Abstract
Recent literature has reported increased accuracy of Trichomonas vaginalis transcription-mediated amplification (TMA)-based analyte-specific reagent (ASR) testing in female populations. A retrospective investigation assessed 7,277 female first-void urine, cervical, or vaginal specimens submitted from a high-prevalence sexually transmitted infection (STI) community to characterize prevalence of disease etiologies. The most common STI phenotype reflected detection of solely T. vaginalis (54.2% of all health care encounters that resulted in STI detection). In females with detectable T. vaginalis, codetection of Chlamydia trachomatis and Neisseria gonorrhoeae occurred in 7.8% and 2.7% of health care encounters, respectively. The mean age of women with detectable T. vaginalis (30.6) was significantly higher than those for women with C. trachomatis or N. gonorrhoeae (22.3 and 21.6, respectively; P < 0.0001). T. vaginalis was the predominant sexually transmitted agent in women over the age of 20 (P < 0.0002). C. trachomatis was the most commonly detected agent in females under the age of 21, particularly from cervical specimens. However, first-void urine detection rates for T. vaginalis and C. trachomatis within this age demographic demonstrated no difference (P = 0.92). While overall and cervical specimen-derived detection of T. vaginalis within African American majority geographical locales outweighed that within majority Caucasian geographical regions (P ≤ 0.004), this difference was not noted with first-void urine screening (P = 0.54). Health care professionals can consider TMA-based T. vaginalis screening for a wide age range of patients; incorporation of first-void urine specimens into screening algorithms can potentiate novel insight into the epidemiology of trichomoniasis.
INTRODUCTION
Past estimates of trichomoniasis prevalence both worldwide (180 million cases) and in the United States (3 to 5 million annual cases) (28) were based on diagnostic modalities that possess suboptimal accuracy. Recent data indicate increased sensitivity of transcription-mediated amplification (TMA)-based detection of Trichomonas vaginalis compared to that of wet mount microscopy (12, 18, 19, 22), culture (12, 22), nucleic acid hybridization (1), and antigen detection (12). In spite of trichomoniasis largely presenting as vulvovaginitis, T. vaginalis analyte-specific reagent (ASR)-derived data describe the value of endocervical samplings for molecular T. vaginalis detection (19, 22, 24). In addition, preliminary data suggest increased T. vaginalis detection from first-void urine specimens compared to that from vaginal and cervical specimens (1, 21).

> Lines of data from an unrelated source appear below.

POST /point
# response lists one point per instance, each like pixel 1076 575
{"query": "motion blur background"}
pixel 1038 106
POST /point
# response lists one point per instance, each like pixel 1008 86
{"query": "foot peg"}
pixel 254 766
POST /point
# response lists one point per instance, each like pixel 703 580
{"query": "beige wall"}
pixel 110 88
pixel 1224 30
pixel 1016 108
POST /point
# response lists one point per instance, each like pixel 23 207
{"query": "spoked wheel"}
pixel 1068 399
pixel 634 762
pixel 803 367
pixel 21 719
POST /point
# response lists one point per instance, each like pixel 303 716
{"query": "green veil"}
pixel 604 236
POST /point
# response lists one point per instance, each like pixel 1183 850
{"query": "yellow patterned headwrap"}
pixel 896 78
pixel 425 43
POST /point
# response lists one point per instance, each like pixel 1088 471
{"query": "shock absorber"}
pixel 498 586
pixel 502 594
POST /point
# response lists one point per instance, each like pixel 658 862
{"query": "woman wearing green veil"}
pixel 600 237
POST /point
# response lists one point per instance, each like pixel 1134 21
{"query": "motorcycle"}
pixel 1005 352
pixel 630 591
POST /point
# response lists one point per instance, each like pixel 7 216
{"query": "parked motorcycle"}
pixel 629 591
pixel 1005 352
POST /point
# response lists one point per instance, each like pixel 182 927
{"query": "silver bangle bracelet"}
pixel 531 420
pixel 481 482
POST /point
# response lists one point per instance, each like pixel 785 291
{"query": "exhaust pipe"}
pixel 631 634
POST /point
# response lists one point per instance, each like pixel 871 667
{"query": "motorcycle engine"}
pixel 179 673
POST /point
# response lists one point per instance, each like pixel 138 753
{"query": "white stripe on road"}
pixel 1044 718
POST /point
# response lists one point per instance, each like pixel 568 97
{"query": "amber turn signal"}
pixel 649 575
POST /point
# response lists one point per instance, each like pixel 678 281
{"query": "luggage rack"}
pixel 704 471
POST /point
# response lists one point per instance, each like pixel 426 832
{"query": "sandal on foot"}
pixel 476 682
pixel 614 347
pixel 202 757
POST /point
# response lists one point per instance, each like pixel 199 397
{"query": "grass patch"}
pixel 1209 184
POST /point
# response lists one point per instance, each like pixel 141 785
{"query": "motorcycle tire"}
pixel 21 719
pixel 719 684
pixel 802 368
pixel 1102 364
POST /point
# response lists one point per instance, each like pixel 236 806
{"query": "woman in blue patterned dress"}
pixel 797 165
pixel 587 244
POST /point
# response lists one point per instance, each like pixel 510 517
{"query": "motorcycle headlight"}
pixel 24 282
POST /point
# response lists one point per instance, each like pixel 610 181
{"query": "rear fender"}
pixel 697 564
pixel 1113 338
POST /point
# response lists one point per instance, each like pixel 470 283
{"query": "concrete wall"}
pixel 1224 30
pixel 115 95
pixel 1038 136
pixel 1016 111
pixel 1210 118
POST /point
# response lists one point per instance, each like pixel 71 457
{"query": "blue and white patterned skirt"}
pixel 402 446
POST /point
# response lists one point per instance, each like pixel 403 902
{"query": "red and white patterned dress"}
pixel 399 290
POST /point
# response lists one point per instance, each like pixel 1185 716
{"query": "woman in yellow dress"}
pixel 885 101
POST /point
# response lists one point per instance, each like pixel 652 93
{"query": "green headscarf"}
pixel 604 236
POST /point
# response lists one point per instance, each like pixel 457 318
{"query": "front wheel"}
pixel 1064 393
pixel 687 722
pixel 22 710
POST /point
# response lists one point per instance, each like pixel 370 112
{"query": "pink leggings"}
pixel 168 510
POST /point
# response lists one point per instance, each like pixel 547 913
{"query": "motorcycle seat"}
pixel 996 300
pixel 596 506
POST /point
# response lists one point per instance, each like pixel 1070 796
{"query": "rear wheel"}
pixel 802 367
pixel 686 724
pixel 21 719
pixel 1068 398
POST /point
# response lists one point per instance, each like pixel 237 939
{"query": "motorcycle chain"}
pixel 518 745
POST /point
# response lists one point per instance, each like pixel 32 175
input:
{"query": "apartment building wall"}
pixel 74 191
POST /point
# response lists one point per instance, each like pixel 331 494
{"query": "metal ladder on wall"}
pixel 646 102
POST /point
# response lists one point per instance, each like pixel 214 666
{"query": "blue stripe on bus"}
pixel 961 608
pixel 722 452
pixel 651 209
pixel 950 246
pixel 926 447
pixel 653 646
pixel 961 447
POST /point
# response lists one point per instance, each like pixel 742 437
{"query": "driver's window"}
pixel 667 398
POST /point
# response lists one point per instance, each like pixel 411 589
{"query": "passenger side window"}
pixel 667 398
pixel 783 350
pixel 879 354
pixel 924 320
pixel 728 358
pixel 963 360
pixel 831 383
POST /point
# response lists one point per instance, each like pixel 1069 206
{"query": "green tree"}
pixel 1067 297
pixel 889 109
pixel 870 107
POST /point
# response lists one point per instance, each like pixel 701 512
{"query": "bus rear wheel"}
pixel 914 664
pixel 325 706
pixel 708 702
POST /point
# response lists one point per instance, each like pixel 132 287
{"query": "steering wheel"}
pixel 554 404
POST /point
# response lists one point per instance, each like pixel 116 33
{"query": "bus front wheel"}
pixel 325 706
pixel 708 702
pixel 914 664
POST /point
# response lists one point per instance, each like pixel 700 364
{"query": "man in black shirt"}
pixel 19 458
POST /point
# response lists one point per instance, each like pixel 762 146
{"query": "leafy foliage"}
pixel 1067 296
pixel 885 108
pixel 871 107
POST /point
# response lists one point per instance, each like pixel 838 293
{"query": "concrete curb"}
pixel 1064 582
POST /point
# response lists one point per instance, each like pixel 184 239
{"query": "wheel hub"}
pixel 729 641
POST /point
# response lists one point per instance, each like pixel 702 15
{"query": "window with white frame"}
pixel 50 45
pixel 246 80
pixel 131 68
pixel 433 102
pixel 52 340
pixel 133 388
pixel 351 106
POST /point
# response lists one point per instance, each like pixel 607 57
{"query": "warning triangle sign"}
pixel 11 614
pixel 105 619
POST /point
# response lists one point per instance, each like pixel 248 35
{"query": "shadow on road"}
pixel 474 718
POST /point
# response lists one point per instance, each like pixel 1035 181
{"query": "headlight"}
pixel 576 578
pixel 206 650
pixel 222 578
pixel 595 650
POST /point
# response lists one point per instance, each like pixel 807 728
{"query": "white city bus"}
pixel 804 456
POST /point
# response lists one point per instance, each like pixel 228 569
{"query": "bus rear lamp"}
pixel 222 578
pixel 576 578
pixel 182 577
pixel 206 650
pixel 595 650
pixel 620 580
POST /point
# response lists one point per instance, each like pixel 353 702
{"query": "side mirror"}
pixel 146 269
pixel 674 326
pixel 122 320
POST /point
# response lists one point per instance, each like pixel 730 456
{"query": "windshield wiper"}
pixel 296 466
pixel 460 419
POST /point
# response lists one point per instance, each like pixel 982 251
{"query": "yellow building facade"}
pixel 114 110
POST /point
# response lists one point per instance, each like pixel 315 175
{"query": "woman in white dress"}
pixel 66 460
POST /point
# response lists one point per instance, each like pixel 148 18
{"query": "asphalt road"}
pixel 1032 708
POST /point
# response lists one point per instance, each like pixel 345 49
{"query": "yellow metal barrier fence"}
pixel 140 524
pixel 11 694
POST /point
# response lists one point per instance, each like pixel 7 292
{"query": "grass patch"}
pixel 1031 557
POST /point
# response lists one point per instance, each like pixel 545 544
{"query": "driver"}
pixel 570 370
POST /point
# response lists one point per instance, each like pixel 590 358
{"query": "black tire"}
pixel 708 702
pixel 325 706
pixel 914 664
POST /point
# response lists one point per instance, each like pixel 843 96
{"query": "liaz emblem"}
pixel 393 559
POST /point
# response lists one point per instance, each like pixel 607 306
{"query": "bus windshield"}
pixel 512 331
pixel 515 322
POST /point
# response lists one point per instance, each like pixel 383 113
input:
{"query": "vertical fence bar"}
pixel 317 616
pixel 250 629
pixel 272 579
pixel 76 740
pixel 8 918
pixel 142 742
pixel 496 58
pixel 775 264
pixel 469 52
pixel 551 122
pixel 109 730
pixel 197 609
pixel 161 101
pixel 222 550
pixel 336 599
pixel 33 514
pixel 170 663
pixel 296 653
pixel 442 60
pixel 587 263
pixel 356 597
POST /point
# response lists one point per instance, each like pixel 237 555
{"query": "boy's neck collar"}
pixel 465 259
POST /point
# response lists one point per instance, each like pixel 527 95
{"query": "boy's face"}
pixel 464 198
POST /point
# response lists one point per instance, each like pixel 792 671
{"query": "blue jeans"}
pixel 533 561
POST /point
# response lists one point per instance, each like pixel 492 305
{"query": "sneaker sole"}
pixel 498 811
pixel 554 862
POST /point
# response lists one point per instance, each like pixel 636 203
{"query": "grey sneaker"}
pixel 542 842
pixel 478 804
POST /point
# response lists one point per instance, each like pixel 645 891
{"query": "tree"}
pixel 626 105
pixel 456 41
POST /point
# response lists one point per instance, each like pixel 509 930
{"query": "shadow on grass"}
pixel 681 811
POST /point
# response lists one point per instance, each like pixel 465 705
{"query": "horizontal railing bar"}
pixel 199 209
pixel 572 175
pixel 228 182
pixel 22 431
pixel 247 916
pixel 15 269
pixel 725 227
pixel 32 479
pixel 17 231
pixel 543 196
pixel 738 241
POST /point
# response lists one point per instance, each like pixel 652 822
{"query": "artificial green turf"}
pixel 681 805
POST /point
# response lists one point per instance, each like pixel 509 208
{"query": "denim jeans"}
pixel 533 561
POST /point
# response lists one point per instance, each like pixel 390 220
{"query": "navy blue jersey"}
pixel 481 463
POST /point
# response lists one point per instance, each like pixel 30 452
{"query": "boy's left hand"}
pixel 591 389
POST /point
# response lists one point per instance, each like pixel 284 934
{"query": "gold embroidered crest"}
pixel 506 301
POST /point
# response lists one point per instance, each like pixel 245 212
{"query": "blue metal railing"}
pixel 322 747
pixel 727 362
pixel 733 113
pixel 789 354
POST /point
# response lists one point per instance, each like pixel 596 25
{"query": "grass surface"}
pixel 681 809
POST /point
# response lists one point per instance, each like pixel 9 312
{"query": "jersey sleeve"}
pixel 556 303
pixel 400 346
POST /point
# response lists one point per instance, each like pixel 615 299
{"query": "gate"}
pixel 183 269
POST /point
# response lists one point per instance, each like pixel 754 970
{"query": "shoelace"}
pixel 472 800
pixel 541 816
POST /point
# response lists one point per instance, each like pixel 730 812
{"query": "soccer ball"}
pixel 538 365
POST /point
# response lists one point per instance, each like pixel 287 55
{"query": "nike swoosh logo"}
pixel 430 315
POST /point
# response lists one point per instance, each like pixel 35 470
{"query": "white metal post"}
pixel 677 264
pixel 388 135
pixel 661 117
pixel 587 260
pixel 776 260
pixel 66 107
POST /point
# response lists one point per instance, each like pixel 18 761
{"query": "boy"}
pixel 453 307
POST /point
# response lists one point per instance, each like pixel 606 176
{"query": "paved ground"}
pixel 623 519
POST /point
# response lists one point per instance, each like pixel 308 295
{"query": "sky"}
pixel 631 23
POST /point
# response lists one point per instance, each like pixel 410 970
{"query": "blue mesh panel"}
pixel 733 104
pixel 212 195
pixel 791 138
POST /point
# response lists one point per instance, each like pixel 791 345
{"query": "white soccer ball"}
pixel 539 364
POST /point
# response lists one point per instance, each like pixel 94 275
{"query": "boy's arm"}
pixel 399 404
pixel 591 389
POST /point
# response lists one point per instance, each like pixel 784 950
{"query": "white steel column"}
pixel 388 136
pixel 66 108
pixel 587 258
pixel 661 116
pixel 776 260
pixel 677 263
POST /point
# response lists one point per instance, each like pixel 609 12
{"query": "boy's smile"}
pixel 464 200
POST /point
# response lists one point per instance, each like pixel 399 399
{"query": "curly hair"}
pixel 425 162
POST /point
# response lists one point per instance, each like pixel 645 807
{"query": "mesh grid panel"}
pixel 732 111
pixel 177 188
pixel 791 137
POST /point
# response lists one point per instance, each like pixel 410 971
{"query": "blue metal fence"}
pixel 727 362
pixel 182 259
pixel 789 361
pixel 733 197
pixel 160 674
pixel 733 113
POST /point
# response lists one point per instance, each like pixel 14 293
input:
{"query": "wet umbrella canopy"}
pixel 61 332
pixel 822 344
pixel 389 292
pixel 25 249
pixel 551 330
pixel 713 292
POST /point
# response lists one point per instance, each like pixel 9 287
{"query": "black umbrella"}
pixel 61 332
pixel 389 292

T. vaginalis ASR is now formatted as the APTIMA Trichomonas vaginalis assay, with U.S. Food and Drug Administration indications for female first-void urine, genital swab, and gynecological specimens (24). The method has been the basis for at least two female trichomoniasis epidemiological assessments (1, 7). However, sexually transmitted infection (STI) prevalence limitations were inherent to these two reports. Napierala et al. (21) summarized operational characteristics of T. vaginalis ASR using a high-prevalence STI metropolitan area. That study served as the basis for the presented investigation. Objectives of the current study include a comparative STI prevalence assessment using highly sensitive TMA. In addition, we seek to further characterize a role for first-void urine in the context of laboratory diagnostics and epidemiological assessment.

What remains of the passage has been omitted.